Ed ora, dopo quel piccolo capolavoro che è Viaggio a Finibusterre, ormai un classico della letteratura salentina contemporanea, torna al suo pubblico con questo Stralune. Non può sfuggire che nei titoli delle sue due opere più importanti, non so se volutamente, ci sia un rimando al più grande autore salentino di tutti i tempi, Vittorio Bodini: in Viaggio a Finibusterre si può cogliere il riferimento ad una lirica bodiniana molto nota, ovvero Finibusterrae, e in Stralune a La Luna dei Borboni, la sua principale raccolta poetica. Il libro ha già ricevuto moltissimi apprezzamenti dalla critica specializzata e un ottimo gradimento di pubblico. Il protagonista del romanzo è «Un disertore – come scrive lo stesso Errico in quarta di copertina – [che] ritorna nella notte [con] la memoria [che] diventa corpo, diventa voce di madre, di figlia, di amante, di padre, di sé.

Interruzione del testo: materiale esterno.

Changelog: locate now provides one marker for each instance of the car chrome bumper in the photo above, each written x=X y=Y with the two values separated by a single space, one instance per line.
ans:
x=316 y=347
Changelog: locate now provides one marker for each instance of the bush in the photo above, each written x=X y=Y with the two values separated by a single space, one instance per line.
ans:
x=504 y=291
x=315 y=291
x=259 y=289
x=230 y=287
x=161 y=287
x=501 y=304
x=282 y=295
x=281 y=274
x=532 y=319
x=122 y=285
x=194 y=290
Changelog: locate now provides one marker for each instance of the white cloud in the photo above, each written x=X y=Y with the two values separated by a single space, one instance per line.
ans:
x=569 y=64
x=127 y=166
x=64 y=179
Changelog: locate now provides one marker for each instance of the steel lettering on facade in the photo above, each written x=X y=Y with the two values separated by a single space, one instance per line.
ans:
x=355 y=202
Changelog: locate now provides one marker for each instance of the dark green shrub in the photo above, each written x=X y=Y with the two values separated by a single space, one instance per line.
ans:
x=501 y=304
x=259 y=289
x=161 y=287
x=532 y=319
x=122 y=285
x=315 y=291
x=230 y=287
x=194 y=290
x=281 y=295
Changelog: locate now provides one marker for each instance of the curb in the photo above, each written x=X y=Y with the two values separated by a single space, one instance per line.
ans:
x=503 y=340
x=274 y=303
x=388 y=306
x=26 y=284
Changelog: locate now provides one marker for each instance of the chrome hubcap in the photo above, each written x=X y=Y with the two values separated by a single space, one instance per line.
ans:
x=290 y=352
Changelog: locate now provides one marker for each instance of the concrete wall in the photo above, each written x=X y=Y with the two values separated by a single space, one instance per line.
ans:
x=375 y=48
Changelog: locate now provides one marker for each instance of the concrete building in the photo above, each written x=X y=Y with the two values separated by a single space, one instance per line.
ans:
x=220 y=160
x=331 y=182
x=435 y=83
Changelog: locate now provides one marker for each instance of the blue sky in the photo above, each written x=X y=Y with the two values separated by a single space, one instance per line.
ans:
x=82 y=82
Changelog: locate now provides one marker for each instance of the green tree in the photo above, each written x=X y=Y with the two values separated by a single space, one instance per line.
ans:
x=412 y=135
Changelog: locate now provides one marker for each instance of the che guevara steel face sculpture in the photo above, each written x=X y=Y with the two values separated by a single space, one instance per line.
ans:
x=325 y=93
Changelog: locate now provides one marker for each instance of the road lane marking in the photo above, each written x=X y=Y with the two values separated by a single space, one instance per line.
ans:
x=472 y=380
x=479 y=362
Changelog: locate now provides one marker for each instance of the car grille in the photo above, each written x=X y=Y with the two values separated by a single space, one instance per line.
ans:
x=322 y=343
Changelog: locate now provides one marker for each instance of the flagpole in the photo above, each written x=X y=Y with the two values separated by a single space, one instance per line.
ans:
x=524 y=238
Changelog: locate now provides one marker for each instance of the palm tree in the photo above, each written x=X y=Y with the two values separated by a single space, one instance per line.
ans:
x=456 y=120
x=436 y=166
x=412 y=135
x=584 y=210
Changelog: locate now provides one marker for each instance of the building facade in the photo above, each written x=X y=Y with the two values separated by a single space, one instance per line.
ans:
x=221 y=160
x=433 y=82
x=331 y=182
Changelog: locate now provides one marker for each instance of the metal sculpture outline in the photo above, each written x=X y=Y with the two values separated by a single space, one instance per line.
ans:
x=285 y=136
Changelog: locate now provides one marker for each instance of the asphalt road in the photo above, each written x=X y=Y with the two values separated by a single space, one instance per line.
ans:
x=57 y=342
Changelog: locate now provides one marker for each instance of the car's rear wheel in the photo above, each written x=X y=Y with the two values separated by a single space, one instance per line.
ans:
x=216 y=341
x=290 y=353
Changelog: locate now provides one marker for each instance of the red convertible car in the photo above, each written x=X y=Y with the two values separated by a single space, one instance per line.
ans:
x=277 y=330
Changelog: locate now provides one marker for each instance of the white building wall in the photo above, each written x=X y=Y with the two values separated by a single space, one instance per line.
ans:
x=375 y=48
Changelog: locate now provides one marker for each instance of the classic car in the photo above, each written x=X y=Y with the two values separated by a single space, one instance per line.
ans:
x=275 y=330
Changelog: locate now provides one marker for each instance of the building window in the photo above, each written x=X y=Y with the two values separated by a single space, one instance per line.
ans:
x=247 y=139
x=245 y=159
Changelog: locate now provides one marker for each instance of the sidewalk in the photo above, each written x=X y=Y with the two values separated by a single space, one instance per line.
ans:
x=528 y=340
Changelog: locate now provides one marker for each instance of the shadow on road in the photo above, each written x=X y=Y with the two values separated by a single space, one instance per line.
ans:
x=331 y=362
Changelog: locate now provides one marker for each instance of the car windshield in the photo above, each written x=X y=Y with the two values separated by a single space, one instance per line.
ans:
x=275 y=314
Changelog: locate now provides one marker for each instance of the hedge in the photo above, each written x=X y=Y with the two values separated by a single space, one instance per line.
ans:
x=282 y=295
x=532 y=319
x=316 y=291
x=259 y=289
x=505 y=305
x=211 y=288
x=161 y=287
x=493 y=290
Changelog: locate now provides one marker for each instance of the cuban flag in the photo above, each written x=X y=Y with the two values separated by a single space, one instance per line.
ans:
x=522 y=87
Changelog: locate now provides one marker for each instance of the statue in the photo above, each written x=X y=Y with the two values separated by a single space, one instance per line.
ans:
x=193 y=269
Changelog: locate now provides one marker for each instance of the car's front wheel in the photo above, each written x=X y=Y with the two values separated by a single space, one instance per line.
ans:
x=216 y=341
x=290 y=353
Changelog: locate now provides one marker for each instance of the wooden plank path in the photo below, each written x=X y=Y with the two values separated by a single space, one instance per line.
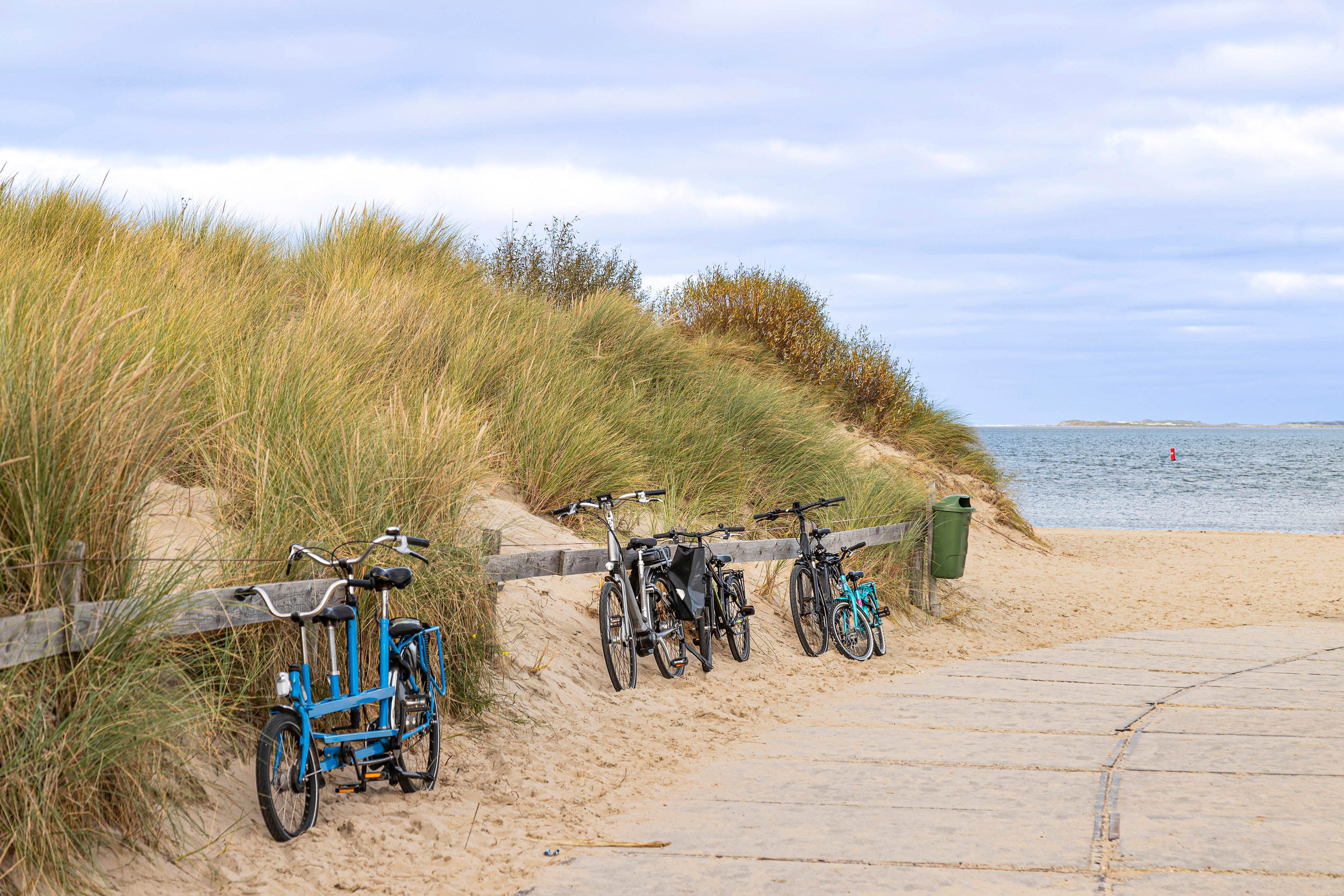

Sullo sfondo del tempo, una guerra». Sia il personaggio principale della narrazione, sia la guerra, dalla quale egli ritorna, avendo disertato, che i coprotagonisti dell’opera non hanno nessuna connotazione ben definita ma sono voci, presenze ambigue, eteree, anime inquiete nella notte che le avvolge. E così molto inquietante è l’ombra, coprotagonista del romanzo, che segue dappresso il disertore, lo tallona, si insinua in quegli interstizi dell’anima, quegli intervalli del tempo immobile, e poi scompare come è apparsa, sfugge alla comprensione del protagonista e nostra.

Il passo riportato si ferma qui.